Prompt Caching

Overview

Prompt caching lets you avoid reprocessing the same prompt content on every request. When you send a long system prompt, tool definitions, or conversation history repeatedly, the LLM provider can cache that content and reuse it on subsequent requests — reducing both latency and cost.

The LLM Gateway supports prompt caching across all major providers, with each provider using its own caching mechanism:

ProviderCaching behaviorConfiguration required?
ClaudeExplicit opt-inYes — add cache_control to messages
OpenAIAutomaticNo — caching happens implicitly
GeminiAutomaticNo — caching happens implicitly

Cached input tokens are billed at a discounted rate compared to regular input tokens. The exact discount depends on the model and provider.

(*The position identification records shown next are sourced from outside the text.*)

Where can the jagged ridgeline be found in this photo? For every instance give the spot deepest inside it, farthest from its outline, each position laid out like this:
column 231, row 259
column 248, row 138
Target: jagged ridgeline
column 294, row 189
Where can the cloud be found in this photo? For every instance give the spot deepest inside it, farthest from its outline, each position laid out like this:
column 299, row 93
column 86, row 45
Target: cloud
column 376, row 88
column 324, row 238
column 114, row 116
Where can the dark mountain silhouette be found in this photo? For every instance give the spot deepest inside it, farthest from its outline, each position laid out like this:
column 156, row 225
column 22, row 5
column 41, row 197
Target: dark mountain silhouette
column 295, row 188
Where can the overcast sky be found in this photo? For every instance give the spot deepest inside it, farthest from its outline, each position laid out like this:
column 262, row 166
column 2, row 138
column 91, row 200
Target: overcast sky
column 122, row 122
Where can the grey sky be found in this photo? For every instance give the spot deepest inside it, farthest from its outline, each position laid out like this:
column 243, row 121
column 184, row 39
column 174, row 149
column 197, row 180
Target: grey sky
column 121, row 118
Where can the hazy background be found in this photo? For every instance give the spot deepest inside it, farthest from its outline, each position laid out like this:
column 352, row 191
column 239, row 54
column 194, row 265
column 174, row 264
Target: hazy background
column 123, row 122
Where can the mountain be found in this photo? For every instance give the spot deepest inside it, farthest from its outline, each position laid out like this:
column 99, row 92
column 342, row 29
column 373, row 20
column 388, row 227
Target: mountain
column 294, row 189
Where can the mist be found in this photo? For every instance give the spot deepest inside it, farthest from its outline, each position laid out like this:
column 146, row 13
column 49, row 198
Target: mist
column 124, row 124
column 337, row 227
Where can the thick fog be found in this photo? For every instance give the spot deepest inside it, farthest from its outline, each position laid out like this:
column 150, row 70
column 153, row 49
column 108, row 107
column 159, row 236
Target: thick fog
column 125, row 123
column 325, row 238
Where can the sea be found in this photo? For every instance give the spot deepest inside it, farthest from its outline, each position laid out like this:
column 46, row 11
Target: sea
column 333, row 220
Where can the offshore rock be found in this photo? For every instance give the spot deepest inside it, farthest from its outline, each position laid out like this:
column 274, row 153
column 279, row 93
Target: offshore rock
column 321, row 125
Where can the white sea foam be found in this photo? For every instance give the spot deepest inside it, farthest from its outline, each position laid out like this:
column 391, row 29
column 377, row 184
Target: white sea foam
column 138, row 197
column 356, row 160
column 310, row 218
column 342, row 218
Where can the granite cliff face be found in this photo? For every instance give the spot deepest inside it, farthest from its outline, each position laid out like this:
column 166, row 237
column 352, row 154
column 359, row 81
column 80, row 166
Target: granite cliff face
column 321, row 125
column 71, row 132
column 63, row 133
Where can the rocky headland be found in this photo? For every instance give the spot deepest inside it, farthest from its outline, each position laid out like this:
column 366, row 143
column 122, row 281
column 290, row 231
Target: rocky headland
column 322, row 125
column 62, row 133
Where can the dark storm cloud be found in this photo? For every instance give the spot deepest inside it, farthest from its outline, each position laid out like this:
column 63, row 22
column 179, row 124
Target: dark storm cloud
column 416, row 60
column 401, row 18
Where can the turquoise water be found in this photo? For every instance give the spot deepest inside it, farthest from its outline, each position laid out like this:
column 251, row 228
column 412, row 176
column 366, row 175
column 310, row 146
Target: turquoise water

Prompt caching only activates when the cacheable portion of your prompt meets a minimum token threshold. Claude requires at least 1,024 tokens (2,048 for certain models), and OpenAI requires 1,024 tokens. Shorter prompts won’t benefit from caching.

Claude models

Claude models require you to explicitly mark which content blocks to cache using the cache_control field. Add cache_control with type set to "ephemeral" on any message you want cached.

1import os
2import requests
3
4headers = {
5 "authorization": os.environ["ASSEMBLYAI_API_KEY"]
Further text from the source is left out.